« Tu veux savoir ce que c’est qu’une demie vie Mathilda ?! Demande-moi »
Pour sa première mise en scène, Isabelle Carré monte « De l’influence des rayons gamma sur le comportement des marguerites », de Paul Zindel. Le Théâtre de L’Atelier nous propulse en Amérique, dans une famille monoparentale, en 1970. Un trio féminin, respirant de désirs et de névroses. Des femmes qui tentent de sauver ce qui leur reste, sans compter sur l’autre. Cet autre censé être figure d’amour.
L’intérieur de chez Béatrice est à son image. Un petit salon à l’abandon où règne une belle pagaille : piles de journaux, cadavres de bouteilles, vêtements et excréments de lapin jonchent le sol de cette pièce à vivre dans laquelle la mère stagne et dérive. Elle passe son temps entre canettes de bière et cigarettes et se noie dans son désordre, répétant sans cesse qu’elle a raté sa vie et qu’elle méritait mieux. Béatrice aurait souhaité ne jamais grandir pour rester avec son père adoré. Véritable vedette dans son lycée, elle voulait devenir danseuse. Le sort en a voulu autrement et elle a rapidement rencontré le père de ses deux filles, Ruth et Mathilda. Une union soldée par un divorce. Sur la paille, n’ayant aucune formation, elle a choisi de garder de vieux grabataires chez elle pour cinquante dollars par semaine.

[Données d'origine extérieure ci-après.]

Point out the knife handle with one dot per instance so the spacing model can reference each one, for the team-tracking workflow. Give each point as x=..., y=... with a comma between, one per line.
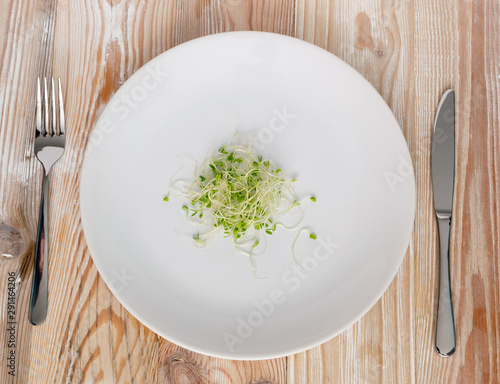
x=445, y=324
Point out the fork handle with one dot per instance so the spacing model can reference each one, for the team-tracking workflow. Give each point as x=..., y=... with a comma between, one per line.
x=39, y=289
x=445, y=324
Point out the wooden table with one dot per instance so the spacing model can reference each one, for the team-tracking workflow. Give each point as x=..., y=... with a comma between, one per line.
x=410, y=51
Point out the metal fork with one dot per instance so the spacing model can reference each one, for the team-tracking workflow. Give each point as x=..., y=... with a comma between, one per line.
x=49, y=146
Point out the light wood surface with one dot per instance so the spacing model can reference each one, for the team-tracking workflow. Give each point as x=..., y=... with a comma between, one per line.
x=410, y=51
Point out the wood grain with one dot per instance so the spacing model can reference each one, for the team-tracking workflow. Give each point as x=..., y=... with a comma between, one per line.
x=410, y=51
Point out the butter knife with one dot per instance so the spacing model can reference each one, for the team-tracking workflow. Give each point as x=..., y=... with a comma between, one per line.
x=443, y=169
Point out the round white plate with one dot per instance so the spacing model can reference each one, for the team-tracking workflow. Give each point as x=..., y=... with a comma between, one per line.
x=318, y=120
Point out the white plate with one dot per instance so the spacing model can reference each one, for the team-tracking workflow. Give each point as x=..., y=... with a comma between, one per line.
x=320, y=121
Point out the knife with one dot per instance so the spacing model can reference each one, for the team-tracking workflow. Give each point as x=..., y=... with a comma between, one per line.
x=443, y=169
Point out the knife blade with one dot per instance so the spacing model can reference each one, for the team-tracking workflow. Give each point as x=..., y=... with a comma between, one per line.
x=443, y=172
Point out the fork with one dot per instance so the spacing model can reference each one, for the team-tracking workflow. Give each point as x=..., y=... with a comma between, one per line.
x=50, y=139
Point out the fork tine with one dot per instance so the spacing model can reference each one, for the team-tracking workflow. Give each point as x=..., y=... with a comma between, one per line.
x=47, y=127
x=62, y=122
x=39, y=127
x=54, y=128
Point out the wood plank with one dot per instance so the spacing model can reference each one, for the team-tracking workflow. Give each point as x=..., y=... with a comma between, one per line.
x=26, y=42
x=409, y=51
x=472, y=70
x=373, y=38
x=88, y=335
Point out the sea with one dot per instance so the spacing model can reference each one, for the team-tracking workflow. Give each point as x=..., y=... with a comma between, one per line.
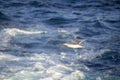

Son seul revenu.
Les jours défilent et la mère est contrainte d’assister à la jeunesse de ses deux filles qui ont encore la possibilité de réussir. Ruth a la beauté et une réputation de rebelle. Elle incarne le rire et la légèreté. Mathilda est un petit génie des Sciences qui fait des expériences sur des graines de marguerites. Un cerveau brillant que sa mère jalouse et tente de brider en l’empêchant parfois d’aller à l’école. Elle la garde avec elle pour combler sa solitude et pour qu’elle ne s’envole pas trop vite. Elle la prive de liberté et de bonheur pour la punir et lui faire payer son propre échec. Mère froide mais déjantée, elle rabaisse souvent Mathilda en s’attaquant à son physique qu’elle déclare ingrat. Elle survit en se raccrochant à ses mesquineries, à ses souvenirs passés qu’elle partage avec Ruth et à son envie d’ouvrir un salon de thé. Nul espoir de renouveau n’est permis car son destin semble scellé. Béatrice devra se contenter de ce quotidien. La seule possibilité d’entrevoir la reconnaissance qu’elle attend apparaît avec l’annonce d’un concours duquel Mathilda sortira vainqueur. Une cérémonie à laquelle elle ne pourra même pas se rendre à cause de Ruth qui lui fera payer le prix de ses médisances. Apprenant qu’elle est traitée de « bargeot » par la moitié des parents d’élèves, elle se retrouve au fond du gouffre. Elle devient alors une mère stoïque et sans pitié, même face à son enfant sujette aux crises d’épilepsie.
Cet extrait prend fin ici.